Inside the house it feels safe and WAY too warm. Old People Warm. But we’re in the beautiful home that my stepmother so tastefully decorated, and it makes my stomach hurt to think she may never get to live there again, surrounded by beauty and Dad’s love for her.
I go to my room to change my clothes and when I come back to the kitchen, Dad is standing on a chair in front of the refrigerator taking the clock off the wall to change the time. It’s another thing I can’t control, my wobbly dad standing on a wobbly chair because he wants to do everything for himself.
Just as we sit down in the family room the phone jangles and it’s my stepmother crying and saying she’s scared because she can’t find her call button. She wants Dad to call the nurse’s station and tell them she needs to go to the bathroom and could he have me come over and sit with her for awhile. That I can do, sit with her and try to calm her fears, at least for tonight. Make a safe space for her like she did for me when my own mother disowned me. Dad says he’ll stay by the phone so I can call and let him know how she is.
I head back to the rehab facility. This time I’m driving, but it still feels like I’m racing through the darkness toward unknown dangers and the ugliness of getting old.

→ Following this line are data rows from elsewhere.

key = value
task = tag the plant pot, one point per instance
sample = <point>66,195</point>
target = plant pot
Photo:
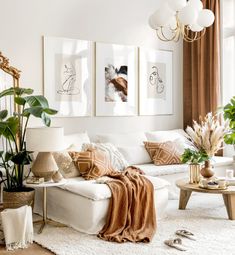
<point>194,173</point>
<point>18,198</point>
<point>207,170</point>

Rebekah for Poplar Grove Muse

Monday, November 8, 2010

Hello from Portland, OR

Actually a little west of there, but only a letter-writing train ride and a few short blocks away from Powell’s bookstore in downtown.
Life here is full of complicated contrasts. The up-and-outwardness of exploring a new city and coast, the down-and-insideness of feeling my tender and recently-torn roots.

It’s taken me four months to seek out another writing community. I clearly know why – nothing can replace what I had with you.
It’s been easy to ignore my writing practice. The sun has been shining (mostly) all summer and into the fall . I go out and play. Find cool things, go for long bike rides, enjoy nature. I do some writing in my blog and journal. Yet I don’t write with process or ritual and I don’t hear my words back from others. I don’t have the accountability or the support of other women. I even put off the invitation to do a blog update.

This is a happy story, though. The happiness is that I know, deeply, how much the WWF(a)C Bloomington community has touched, and continues to enrich, my life. And with that gift, I tune in to my new home with renewed spirit. I take a risk. I run my first Google search, “women+writing+Portland.” That’s a start, a good start.